CrR 4.2(a) states that, at arraignment, “[a] defendant may plead not guilty, not guilty by reason of insanity, or guilty.”
North Carolina v. Alford, 400 U.S. 25, 91 S. Ct. 160, 27 L. Ed. 2d 162 (1970); State v. Newton, 87 Wn.2d 363, 552 P.2d 682 (1976).
Blakely v. Washington, 542 U.S. 296, 124 S. Ct. 2531, 159 L. Ed. 2d 403 (2004).
RAP 10.10. Amos also raises issues that were addressed through counsel’s arguments.

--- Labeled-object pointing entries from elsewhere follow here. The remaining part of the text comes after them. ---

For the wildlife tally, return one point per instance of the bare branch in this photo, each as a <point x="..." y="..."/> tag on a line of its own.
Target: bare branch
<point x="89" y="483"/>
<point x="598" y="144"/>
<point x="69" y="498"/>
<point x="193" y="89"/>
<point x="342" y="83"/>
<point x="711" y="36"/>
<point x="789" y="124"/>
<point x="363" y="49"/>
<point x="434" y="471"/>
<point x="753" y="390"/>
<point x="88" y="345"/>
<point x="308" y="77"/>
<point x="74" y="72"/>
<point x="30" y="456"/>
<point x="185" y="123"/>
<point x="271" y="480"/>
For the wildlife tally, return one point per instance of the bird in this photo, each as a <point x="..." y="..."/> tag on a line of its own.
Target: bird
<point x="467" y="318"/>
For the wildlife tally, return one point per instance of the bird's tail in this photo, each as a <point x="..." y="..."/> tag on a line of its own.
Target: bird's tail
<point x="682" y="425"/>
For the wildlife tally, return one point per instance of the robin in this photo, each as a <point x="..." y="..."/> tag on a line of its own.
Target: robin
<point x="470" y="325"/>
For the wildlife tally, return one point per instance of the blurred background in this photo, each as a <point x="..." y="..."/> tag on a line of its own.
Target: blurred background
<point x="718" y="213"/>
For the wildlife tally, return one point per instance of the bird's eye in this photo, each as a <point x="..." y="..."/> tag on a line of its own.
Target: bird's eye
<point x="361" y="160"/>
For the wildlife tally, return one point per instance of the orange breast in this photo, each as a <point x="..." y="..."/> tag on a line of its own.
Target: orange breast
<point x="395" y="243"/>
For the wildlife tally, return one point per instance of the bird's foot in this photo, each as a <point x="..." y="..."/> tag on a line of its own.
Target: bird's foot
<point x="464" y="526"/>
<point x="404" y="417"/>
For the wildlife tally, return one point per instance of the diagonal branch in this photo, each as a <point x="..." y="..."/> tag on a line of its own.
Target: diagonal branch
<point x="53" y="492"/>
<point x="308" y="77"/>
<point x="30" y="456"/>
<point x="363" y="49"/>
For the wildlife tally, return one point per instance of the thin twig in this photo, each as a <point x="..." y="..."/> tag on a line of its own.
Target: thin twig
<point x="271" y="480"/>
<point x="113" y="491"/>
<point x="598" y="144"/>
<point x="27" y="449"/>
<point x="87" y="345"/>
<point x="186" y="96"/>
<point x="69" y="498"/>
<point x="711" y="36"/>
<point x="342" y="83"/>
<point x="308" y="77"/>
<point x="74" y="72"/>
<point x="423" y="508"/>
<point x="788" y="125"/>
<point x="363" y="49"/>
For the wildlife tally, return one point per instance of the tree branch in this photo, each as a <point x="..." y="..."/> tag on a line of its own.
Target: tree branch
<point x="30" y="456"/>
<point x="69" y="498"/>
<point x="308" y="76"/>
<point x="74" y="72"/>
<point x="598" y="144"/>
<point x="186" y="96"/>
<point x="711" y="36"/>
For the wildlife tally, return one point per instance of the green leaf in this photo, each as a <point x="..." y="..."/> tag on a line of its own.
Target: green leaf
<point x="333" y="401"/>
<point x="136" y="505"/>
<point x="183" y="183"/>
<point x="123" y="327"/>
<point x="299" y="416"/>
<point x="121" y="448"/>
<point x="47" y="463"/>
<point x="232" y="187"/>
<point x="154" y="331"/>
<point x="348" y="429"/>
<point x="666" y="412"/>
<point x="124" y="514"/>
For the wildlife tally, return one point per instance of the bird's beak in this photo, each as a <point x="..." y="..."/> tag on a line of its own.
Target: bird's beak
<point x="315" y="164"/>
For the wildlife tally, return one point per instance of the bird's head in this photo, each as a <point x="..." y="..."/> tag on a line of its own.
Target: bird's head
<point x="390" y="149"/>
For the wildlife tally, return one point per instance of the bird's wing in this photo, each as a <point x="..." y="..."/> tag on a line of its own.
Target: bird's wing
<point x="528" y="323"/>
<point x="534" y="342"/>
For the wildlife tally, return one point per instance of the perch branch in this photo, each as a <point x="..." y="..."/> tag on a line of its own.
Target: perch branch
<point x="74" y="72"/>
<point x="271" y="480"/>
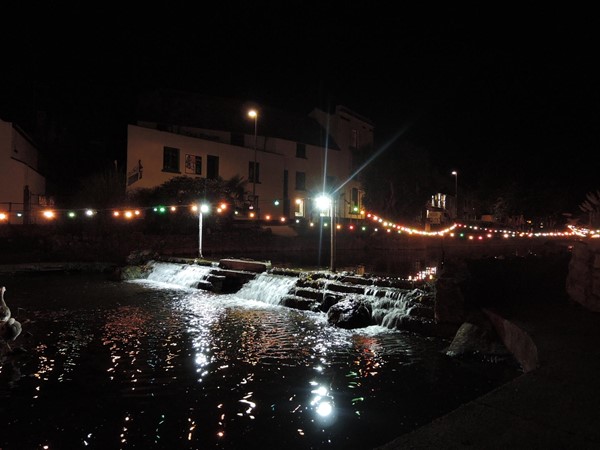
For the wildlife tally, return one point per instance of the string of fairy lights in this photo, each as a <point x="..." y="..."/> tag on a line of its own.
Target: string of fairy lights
<point x="370" y="222"/>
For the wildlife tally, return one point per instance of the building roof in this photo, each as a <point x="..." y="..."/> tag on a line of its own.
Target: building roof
<point x="173" y="107"/>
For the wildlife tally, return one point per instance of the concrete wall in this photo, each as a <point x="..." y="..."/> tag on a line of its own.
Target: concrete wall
<point x="583" y="279"/>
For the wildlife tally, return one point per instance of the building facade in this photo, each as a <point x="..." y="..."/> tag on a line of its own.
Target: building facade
<point x="22" y="184"/>
<point x="286" y="160"/>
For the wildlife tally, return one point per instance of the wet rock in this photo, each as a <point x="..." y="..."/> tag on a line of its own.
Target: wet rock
<point x="476" y="336"/>
<point x="349" y="314"/>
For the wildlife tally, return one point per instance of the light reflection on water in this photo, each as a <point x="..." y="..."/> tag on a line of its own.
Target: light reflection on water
<point x="150" y="365"/>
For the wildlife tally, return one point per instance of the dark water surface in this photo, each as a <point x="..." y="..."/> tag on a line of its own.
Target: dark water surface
<point x="148" y="365"/>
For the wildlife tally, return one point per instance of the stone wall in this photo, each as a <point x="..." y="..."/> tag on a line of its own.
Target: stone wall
<point x="583" y="279"/>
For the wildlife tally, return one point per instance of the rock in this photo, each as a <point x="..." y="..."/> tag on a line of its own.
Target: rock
<point x="476" y="336"/>
<point x="449" y="301"/>
<point x="349" y="314"/>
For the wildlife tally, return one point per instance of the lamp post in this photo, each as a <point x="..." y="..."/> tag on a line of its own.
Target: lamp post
<point x="254" y="114"/>
<point x="325" y="202"/>
<point x="455" y="173"/>
<point x="201" y="210"/>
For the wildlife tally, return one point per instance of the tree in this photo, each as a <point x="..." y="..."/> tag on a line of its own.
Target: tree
<point x="398" y="182"/>
<point x="591" y="206"/>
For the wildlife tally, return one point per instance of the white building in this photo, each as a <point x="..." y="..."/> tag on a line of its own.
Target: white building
<point x="297" y="157"/>
<point x="22" y="185"/>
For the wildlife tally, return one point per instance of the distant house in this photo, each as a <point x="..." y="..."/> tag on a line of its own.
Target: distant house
<point x="22" y="184"/>
<point x="286" y="159"/>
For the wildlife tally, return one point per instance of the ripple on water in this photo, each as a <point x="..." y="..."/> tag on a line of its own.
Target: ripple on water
<point x="148" y="365"/>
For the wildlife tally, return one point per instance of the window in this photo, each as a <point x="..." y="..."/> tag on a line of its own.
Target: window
<point x="299" y="208"/>
<point x="354" y="138"/>
<point x="193" y="164"/>
<point x="212" y="167"/>
<point x="237" y="139"/>
<point x="170" y="159"/>
<point x="251" y="172"/>
<point x="300" y="150"/>
<point x="329" y="182"/>
<point x="300" y="181"/>
<point x="354" y="203"/>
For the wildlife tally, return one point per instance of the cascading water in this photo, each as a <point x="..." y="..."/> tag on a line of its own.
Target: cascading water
<point x="268" y="288"/>
<point x="390" y="305"/>
<point x="181" y="275"/>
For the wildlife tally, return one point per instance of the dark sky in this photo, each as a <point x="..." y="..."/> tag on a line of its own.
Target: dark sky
<point x="513" y="89"/>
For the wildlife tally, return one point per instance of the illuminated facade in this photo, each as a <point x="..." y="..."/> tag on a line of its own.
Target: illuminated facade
<point x="22" y="185"/>
<point x="297" y="157"/>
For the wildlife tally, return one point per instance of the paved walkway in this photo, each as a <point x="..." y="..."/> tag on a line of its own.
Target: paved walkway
<point x="553" y="406"/>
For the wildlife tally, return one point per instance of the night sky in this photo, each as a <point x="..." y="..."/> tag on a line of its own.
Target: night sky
<point x="514" y="90"/>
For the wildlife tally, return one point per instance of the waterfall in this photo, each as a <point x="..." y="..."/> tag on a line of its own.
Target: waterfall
<point x="182" y="275"/>
<point x="267" y="288"/>
<point x="389" y="306"/>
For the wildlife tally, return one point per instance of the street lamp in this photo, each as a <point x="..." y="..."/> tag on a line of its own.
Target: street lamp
<point x="324" y="203"/>
<point x="201" y="210"/>
<point x="455" y="173"/>
<point x="254" y="114"/>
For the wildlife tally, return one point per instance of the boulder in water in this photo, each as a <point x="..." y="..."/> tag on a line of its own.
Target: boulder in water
<point x="349" y="314"/>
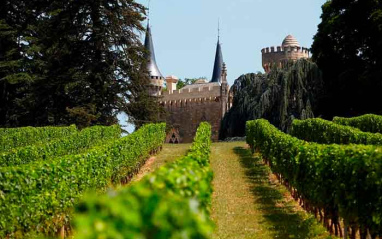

Former RCW 9.94A.360(1) is now codified as RCW 9.94A.525(1), which is identical for purposes of Amos’s arguments.
Amos also argues in his PRP that resentencing violated the doctrine of collateral estoppel, the prosecutor breached his plea agreement, counts II and III are the same offense for double jeopardy purposes, and the term “sentencing” in former RCW 9.94A.360(1) is vague. Because Amos does not attach additional evidence to support these arguments, we address them solely through his direct appeal.